Partai Aung San Suu Kyi Menang Pemilu 80 % dituduh Curang oleh Militer Myanmar

Hila Bame

Wednesday, 03-02-2021 | 10:52 am

MDN
Pos pemeriksaan militer Myanmar terlihat dalam perjalanan ke kompleks kongres di Naypyitaw, Myanmar, pada 1 Februari 2021. (Foto: REUTERS / Stringer)

 

YANGON , INAKORAN

 

Pemungutan suara bulan November di Myanmar hanyalah pemilihan demokratis kedua yang dilihat negara itu sejak bangkit dari cengkeraman kekuasaan militer selama 49 tahun pada tahun 2011, seperti dilansir dari AP Rabu (3/2/21)

 

NLD memenangkan lebih dari 80 persen suara - meningkatkan dukungannya dari pemilu 2015.

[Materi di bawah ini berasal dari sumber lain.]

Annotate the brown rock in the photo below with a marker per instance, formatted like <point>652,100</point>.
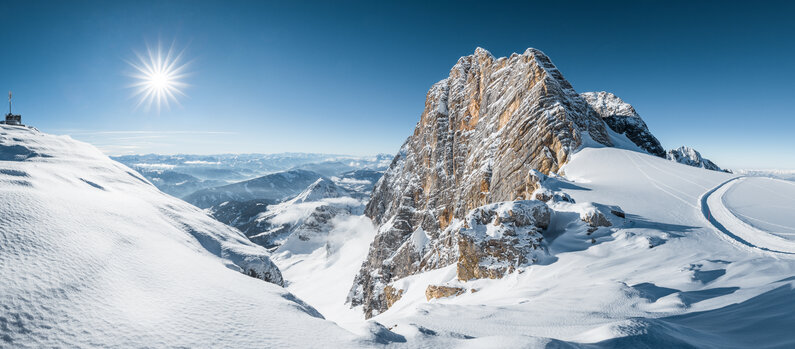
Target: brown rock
<point>483,131</point>
<point>434,291</point>
<point>392,295</point>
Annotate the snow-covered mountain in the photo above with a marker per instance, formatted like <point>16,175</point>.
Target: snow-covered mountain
<point>690,157</point>
<point>275,187</point>
<point>518,214</point>
<point>485,131</point>
<point>623,119</point>
<point>309,213</point>
<point>181,175</point>
<point>93,255</point>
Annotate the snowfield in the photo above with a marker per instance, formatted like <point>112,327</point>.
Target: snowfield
<point>92,255</point>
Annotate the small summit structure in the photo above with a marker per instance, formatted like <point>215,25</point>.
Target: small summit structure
<point>12,119</point>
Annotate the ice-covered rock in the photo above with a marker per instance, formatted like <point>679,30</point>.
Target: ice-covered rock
<point>623,119</point>
<point>486,133</point>
<point>689,156</point>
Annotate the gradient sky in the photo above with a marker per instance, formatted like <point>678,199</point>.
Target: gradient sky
<point>346,77</point>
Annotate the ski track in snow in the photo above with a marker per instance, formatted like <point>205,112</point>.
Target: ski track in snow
<point>720,216</point>
<point>659,185</point>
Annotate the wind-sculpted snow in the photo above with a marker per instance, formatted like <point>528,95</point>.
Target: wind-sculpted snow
<point>92,255</point>
<point>623,119</point>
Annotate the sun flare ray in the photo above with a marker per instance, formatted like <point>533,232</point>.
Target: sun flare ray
<point>158,74</point>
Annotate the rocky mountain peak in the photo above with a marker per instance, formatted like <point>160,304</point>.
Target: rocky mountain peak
<point>322,188</point>
<point>689,156</point>
<point>623,119</point>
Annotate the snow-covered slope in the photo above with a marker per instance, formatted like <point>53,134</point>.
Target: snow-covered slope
<point>664,277</point>
<point>92,255</point>
<point>623,119</point>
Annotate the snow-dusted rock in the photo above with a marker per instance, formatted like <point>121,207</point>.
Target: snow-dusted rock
<point>483,132</point>
<point>622,118</point>
<point>690,157</point>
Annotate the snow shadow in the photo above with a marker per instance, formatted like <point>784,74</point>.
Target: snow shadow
<point>13,173</point>
<point>653,292</point>
<point>691,297</point>
<point>638,222</point>
<point>95,185</point>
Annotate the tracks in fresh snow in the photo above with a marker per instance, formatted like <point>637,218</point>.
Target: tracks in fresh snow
<point>723,219</point>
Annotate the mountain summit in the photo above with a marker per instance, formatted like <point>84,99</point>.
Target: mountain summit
<point>488,133</point>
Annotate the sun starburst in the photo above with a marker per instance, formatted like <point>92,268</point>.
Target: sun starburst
<point>159,74</point>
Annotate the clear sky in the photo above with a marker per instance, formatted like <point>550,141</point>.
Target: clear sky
<point>346,77</point>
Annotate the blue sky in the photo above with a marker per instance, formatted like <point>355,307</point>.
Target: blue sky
<point>348,77</point>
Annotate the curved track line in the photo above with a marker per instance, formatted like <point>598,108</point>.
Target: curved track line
<point>714,222</point>
<point>658,185</point>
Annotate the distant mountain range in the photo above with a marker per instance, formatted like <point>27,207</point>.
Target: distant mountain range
<point>182,175</point>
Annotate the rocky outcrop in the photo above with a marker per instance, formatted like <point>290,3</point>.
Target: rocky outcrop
<point>623,119</point>
<point>690,157</point>
<point>486,134</point>
<point>491,241</point>
<point>435,291</point>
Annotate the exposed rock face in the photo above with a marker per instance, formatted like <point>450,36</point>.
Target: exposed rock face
<point>487,132</point>
<point>689,156</point>
<point>434,291</point>
<point>491,241</point>
<point>622,118</point>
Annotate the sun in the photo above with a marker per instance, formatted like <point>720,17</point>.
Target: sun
<point>159,74</point>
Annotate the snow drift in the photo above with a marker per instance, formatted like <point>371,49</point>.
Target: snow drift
<point>93,255</point>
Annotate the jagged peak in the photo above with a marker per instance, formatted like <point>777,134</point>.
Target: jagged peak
<point>689,156</point>
<point>603,100</point>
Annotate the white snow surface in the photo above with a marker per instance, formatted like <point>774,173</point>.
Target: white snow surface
<point>666,277</point>
<point>92,255</point>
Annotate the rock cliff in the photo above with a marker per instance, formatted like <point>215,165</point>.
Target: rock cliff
<point>622,118</point>
<point>488,131</point>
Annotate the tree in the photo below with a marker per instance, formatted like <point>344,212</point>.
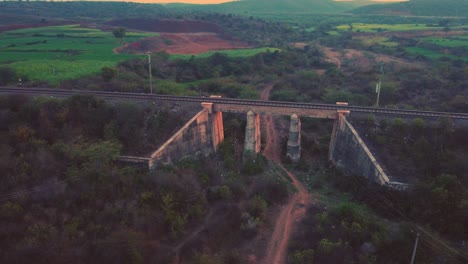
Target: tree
<point>119,33</point>
<point>107,73</point>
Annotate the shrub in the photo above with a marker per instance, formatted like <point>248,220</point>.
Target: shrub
<point>302,256</point>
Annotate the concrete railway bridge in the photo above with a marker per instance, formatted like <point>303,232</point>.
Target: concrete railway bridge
<point>203,133</point>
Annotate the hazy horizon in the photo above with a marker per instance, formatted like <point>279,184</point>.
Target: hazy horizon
<point>204,1</point>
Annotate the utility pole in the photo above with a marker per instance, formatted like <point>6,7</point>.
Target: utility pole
<point>414,250</point>
<point>149,71</point>
<point>379,85</point>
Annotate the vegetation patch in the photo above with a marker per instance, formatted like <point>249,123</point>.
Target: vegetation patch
<point>228,53</point>
<point>57,53</point>
<point>382,41</point>
<point>452,41</point>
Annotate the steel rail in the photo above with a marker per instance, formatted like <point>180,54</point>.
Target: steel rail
<point>199,99</point>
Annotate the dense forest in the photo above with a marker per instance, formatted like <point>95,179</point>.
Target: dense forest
<point>449,8</point>
<point>66,197</point>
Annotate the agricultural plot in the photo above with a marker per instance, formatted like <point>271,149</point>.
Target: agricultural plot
<point>431,54</point>
<point>361,27</point>
<point>229,53</point>
<point>58,53</point>
<point>451,41</point>
<point>455,47</point>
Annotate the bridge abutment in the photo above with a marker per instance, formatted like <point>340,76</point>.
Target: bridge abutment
<point>200,136</point>
<point>294,139</point>
<point>252,133</point>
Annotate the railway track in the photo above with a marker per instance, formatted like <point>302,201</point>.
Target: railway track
<point>279,104</point>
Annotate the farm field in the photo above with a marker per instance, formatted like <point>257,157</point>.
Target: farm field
<point>58,53</point>
<point>452,41</point>
<point>383,41</point>
<point>229,53</point>
<point>432,54</point>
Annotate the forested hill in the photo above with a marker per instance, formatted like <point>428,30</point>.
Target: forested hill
<point>274,6</point>
<point>77,10</point>
<point>419,8</point>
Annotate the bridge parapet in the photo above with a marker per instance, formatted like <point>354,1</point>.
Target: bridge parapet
<point>275,110</point>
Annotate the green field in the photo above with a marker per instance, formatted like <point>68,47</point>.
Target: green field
<point>361,27</point>
<point>383,41</point>
<point>452,41</point>
<point>58,53</point>
<point>432,54</point>
<point>230,53</point>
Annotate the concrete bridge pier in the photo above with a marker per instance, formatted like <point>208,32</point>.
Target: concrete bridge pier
<point>294,139</point>
<point>252,133</point>
<point>338,126</point>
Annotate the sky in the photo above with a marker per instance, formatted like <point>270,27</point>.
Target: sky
<point>216,1</point>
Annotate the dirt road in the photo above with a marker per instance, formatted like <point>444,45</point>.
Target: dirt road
<point>294,210</point>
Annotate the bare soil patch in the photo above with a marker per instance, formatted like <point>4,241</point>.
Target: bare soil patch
<point>167,25</point>
<point>291,213</point>
<point>412,33</point>
<point>182,43</point>
<point>364,60</point>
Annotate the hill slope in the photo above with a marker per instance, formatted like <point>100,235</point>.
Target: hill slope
<point>273,6</point>
<point>419,8</point>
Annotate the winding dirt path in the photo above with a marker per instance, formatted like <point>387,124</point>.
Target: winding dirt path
<point>295,209</point>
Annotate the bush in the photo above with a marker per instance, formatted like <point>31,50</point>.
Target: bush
<point>302,257</point>
<point>7,76</point>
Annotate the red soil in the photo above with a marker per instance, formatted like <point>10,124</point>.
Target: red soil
<point>182,43</point>
<point>195,43</point>
<point>167,25</point>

Tetapi militer mengklaim telah menemukan lebih dari 10 juta contoh penipuan pemilih, dan memberi isyarat pekan lalu bahwa pihaknya sedang mempertimbangkan kudeta.


BACA: 

Panglima militer Myanmar mengatakan kudeta 'tak terhindarkan'

 


 

Itu mencekik Internet saat kudeta sedang berlangsung, tetapi mengurangi pembatasan di kemudian hari.

Ada sedikit tanda-tanda keamanan ekstra di Yangon, kota terbesar Myanmar, yang menunjukkan keyakinan para jenderal bahwa, untuk saat ini, mereka tidak menghadapi protes massal.

Di jalanan, orang-orang menyuarakan kemarahan, ketakutan dan ketidakberdayaan.

"Kami ingin keluar untuk menunjukkan ketidakpuasan kami," kata seorang sopir taksi kepada AFP.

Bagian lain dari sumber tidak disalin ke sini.